Hunting Game (An Embla Nyström Investigation)

Image of Hunting Game (An Embla Nyström Investigation)
Release Date: 
February 25, 2019
Soho Crime
Reviewed by: 

“Hunting Game is variously a dark, brooding Swedish noir crime novel, a titillating romance, and an outdoorsman-type hunting adventure. It takes a shot at each target, but unfortunately misses them all.”

Swedish police detective Embla Nystrom is taking a vacation from her high-stress job with the Vastra Goteland County Bureau of Investigation’s Mobile Unit to participate in an annual moose hunt with family and friends.

There are two parties of hunters in the area, Embla’s and another comprised of upper-class landowners who stay in a cabin known as the Hunting Castle. The two parties collaborate on the use of trails, stands, and various facilities, following a hunting plan that includes quotas and protocols for each day’s activities.

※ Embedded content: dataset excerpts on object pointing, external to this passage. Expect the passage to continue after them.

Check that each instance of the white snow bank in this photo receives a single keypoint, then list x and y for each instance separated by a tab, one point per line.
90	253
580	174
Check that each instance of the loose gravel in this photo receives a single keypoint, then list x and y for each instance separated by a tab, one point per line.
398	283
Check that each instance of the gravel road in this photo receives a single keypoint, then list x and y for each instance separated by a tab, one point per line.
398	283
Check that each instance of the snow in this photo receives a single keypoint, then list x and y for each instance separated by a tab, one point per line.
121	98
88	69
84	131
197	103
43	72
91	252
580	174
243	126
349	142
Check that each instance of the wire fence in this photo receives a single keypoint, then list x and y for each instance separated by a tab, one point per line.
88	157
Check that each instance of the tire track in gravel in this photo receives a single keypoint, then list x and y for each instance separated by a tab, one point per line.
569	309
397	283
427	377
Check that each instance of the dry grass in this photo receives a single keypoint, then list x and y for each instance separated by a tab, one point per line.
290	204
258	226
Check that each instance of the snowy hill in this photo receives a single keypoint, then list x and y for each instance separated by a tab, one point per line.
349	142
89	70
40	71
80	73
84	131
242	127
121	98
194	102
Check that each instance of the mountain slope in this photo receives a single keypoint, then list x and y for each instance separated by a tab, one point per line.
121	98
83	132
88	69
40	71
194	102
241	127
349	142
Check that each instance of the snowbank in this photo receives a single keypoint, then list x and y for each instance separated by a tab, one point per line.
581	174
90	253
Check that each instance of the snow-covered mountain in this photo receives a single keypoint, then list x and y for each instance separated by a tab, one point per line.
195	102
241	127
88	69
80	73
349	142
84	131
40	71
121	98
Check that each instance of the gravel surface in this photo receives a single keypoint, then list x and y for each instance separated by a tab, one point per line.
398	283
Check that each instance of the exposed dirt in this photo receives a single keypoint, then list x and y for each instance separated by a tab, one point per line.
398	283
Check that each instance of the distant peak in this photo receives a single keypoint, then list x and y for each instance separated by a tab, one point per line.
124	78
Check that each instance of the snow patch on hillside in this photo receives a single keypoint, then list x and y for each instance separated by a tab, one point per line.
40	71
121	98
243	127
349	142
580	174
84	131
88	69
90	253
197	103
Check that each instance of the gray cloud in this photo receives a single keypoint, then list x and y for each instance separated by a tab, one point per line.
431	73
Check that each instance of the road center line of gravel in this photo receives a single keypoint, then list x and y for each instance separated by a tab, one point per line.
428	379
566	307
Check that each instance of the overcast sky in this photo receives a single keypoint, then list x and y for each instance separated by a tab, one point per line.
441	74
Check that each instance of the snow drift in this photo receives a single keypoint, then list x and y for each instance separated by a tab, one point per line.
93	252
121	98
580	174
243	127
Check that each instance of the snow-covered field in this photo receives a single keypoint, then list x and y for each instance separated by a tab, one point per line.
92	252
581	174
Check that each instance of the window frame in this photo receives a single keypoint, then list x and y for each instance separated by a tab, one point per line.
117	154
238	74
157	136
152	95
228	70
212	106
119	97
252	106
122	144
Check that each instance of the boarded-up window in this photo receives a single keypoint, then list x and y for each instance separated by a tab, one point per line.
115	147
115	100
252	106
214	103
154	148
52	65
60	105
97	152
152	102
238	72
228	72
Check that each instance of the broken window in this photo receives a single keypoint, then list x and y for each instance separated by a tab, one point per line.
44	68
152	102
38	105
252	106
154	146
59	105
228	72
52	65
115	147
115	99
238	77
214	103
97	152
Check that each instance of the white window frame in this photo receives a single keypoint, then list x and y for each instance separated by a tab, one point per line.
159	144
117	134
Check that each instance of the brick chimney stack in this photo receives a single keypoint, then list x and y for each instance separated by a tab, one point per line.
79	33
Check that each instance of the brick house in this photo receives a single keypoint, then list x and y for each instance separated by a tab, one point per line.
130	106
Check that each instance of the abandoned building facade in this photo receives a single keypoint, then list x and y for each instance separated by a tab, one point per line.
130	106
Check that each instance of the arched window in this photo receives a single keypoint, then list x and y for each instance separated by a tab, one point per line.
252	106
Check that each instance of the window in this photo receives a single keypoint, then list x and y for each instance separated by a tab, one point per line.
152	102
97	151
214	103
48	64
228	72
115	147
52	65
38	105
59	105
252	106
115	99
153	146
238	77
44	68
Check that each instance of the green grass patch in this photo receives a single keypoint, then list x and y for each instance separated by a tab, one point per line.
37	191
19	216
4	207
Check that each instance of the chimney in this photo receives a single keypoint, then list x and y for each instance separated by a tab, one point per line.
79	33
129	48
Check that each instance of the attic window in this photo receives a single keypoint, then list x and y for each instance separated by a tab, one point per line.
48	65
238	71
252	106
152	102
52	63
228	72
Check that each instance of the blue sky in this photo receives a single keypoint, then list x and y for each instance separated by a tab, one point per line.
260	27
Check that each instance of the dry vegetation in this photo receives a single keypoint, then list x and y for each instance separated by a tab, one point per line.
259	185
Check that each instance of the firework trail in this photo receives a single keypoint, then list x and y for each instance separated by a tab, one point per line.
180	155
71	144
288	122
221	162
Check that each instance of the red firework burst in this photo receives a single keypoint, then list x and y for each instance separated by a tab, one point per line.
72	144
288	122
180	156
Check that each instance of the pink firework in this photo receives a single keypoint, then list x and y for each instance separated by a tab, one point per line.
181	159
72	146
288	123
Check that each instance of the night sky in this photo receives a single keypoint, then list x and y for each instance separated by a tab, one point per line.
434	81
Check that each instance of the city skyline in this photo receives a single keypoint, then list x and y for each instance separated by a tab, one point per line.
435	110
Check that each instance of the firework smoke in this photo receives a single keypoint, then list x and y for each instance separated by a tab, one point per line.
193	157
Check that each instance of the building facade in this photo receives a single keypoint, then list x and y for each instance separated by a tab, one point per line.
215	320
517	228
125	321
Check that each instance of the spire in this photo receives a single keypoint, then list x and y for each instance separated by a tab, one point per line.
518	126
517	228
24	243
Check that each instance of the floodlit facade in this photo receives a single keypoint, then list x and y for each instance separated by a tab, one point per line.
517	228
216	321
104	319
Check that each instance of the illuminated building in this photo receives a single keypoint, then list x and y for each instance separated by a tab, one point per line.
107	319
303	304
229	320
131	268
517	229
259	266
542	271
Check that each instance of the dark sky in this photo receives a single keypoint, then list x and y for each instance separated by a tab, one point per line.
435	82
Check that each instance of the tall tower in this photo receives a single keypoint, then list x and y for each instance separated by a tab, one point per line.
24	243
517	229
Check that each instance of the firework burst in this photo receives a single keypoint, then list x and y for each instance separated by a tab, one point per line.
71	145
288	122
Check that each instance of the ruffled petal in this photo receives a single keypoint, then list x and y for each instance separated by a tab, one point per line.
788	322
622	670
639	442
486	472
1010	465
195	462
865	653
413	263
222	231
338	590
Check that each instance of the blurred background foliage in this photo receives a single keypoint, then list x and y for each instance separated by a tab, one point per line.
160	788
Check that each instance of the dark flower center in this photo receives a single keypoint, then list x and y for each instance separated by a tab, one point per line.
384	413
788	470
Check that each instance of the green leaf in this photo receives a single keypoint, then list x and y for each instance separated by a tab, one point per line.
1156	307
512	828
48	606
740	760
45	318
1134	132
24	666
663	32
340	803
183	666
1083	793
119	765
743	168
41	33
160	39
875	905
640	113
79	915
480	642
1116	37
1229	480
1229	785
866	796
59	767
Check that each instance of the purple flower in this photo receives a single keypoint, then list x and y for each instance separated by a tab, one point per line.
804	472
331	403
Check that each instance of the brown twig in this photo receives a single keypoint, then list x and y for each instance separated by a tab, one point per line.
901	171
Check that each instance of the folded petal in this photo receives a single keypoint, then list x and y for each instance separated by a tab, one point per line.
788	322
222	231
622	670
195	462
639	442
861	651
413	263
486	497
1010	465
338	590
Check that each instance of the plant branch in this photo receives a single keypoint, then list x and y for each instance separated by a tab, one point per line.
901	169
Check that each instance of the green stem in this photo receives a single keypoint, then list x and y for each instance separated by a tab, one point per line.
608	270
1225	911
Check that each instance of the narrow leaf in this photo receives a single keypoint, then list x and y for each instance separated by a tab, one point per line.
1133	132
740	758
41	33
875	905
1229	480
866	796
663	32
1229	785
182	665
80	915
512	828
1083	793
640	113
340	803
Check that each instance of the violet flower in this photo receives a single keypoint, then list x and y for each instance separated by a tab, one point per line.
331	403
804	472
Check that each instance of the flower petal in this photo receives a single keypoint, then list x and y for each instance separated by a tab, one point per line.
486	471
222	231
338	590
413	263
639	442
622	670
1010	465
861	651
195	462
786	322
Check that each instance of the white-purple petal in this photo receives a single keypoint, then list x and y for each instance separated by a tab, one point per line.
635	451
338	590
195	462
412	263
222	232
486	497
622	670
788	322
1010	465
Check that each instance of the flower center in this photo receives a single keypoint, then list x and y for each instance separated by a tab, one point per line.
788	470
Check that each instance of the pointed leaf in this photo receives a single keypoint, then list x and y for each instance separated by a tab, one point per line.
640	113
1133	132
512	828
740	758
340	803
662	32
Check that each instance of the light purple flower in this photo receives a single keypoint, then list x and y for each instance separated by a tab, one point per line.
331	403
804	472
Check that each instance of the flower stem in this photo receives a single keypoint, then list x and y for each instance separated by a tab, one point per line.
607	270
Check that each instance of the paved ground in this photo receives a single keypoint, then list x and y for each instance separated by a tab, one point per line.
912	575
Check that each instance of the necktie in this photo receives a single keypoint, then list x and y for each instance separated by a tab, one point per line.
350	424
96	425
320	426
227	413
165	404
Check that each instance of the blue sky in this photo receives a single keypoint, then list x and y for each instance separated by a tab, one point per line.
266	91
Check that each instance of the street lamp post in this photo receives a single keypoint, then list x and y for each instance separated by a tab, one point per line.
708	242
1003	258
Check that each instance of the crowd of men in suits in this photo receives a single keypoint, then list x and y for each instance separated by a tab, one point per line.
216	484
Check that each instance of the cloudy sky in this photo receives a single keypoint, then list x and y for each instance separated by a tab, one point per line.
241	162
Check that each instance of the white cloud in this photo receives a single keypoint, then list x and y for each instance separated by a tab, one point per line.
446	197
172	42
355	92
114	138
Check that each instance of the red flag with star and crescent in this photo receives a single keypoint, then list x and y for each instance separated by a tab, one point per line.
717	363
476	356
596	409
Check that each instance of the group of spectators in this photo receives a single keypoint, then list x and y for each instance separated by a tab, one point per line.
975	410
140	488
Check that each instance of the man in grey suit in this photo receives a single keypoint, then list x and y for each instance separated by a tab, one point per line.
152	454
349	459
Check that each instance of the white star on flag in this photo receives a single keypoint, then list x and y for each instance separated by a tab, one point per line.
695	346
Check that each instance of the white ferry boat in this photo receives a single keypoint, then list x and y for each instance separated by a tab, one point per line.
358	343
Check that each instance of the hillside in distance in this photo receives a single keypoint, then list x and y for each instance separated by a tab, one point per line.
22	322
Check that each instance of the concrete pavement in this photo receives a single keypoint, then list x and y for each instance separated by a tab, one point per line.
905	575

The plan begins to go awry when a dangerous snake bites a female hunter in an outhouse that is fully insulated. A fox is caught in a leg-hold trap on the path Embla normally walks. Is their mysterious new participant, Peter, somehow involved?

When one of the hunters is found dead at the bottom of a cliff and the owner of the Hunting Castle goes missing, Embla finds herself in the middle of a long-standing plan of revenge that threatens to destroy them all.

Hunting Game is Helene Tursten’s first crime novel featuring Detective Inspector Embla Nystrom. It was originally published in Swedish in 2014 as Jakmark. She has also written a series of 10 novels featuring Detective Inspector Irene Huss, many of which have been turned into films.

Hunting Game begins slowly and never really picks up the pace. Tursten spends a great deal of time establishing the atmosphere of the hunting camp and surrounding terrain, including what the parties eat for meals and where they relieve themselves when necessary (the aforementioned outhouse, or off the edge of the cliff). The snake and fox incidents, along with a clichéd mysterious room in Peter’s house, are intended to build suspense and support the notion that someone named M is stalking members of the hunting parties and that Peter may be involved.

Meanwhile, the carnage is underway. Readers who are at all sensitive about animals are advised to give this book a pass. Anything that moves is caught up in the slaughter, including moose cows and calves, a rather stunning bull moose that Embla proudly shoots, various deer (a break from the main action), the snake, the fox, whose pitiful suffering is described in unfortunate detail before it’s dispatched, and, in case that isn’t enough, a pet dog Embla recalls having shot while on the job after it ate its dead master’s face.

Tursten’s universe is decidedly red in tooth and claw.

Halfway through the story, when the abovementioned body finally turns up to provide a concrete focus for the mystery, local law enforcement has an oddly ambivalent reaction. When Embla calls it in, the on-duty superintendent in Trollhättan doesn’t think investigators are needed. An accidental fall, no doubt? His arm has to be twisted before he’ll send someone for a look. Surely to goodness unexplained death investigation in Sweden isn’t actually handled this loosely, is it?

Embla is unfortunately not the memorable, engaging protagonist Tursten wishes her to be. She’s flat and derivative, and if she’s a top-notch criminal investigator, we certainly don’t get a strong sense of that here.

Her unfortunate decision to fall into an intimate relationship with Peter, the primary suspect, is a head-shaker. Tursten’s obviously angling toward readers who enjoy a combination of romance and mystery, but the whole thing comes off as disappointing and distasteful, and what we end up getting is an Embla who’s a fluttery, easily wooed pushover with a bit of a temper. Not the sort of protagonist who will inspire us to get out there right away to look for the next installment in the series.

Indeed, Tursten tries to mix so many different flavors into her novel that it simply presents itself as undercooked and unappealing. Hunting Game is variously a dark, brooding Swedish noir crime novel, a titillating romance, and an outdoorsman-type hunting adventure. It takes a shot at each target, but unfortunately misses them all.